Metallic 3D printing in micro/zero-gravity Jun 24, 2019 0:15:55 GMT
Post by doctorsquared on Jun 24, 2019 0:15:55 GMT
Jun 2, 2019 6:49:02 GMT anonymous said:How can additive manufacturing work for metals in orbit? The only way that I know of to "3D print" metals is with a power bed, but this requires gravity to keep the power flat on the base plate. I don't think that liquefying metal and printing it the same way as melted plastic filament is viable but I might be wrong. I found some mentions of it on Google but no explicit explanation of how it works.
There are a few other options:
Desktop Metal uses a FDM (Fused Deposition Manufacturing) process using plastic rods infused with the metal powder being used. Parts are printed on an FDM printer, the polymer is evaporated in a solvent bath (which could work in zero-g if kept under pressure or in a centrifuge), and then the remaining metal part is sintered in a furnace.
Admatec and Tethon3D have developed a DLP (Digital Light Processing) process that suspends the metal powder in a UV-curable polymer resin. A build plate is submerged in the resin tank and an LCD display covering a UV light source turns its pixels on and off the selectively cure the resin, layer by layer into the final part. It is then sintered in a sintering furnace to densify the part. This could work in zero-g since the printer could be rotated in a centrifuge or an inert atmosphere within the printer could be pressurized to help hold the resin bath in place.

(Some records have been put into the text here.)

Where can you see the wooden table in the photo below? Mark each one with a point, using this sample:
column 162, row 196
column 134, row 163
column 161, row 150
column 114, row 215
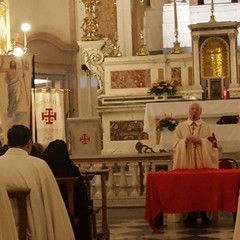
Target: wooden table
column 182, row 191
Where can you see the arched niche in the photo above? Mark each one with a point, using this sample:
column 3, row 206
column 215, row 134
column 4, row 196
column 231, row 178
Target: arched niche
column 52, row 56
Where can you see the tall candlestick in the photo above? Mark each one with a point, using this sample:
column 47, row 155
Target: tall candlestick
column 175, row 15
column 176, row 47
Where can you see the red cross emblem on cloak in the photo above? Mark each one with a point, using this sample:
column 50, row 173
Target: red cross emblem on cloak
column 85, row 139
column 49, row 116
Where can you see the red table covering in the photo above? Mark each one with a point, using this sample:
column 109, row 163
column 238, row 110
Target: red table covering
column 188, row 190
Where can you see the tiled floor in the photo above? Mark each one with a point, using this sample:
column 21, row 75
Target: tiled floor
column 140, row 230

Arcam AB (now owned by GE) and Chervona Hvilya melt a metal wire (fed similar to an FDM plastic filament) with an electron beam source to form metal parts that don't require sintering. This method is currently used by General Electric's aviation division to build turbine blades for jet engines and is better suited to building larger-scale components.
Other processes like metal injection molding or extrusion would also probably work in zero-g since those processes rely on pressure and fluid flow, rather than gravity to make it work.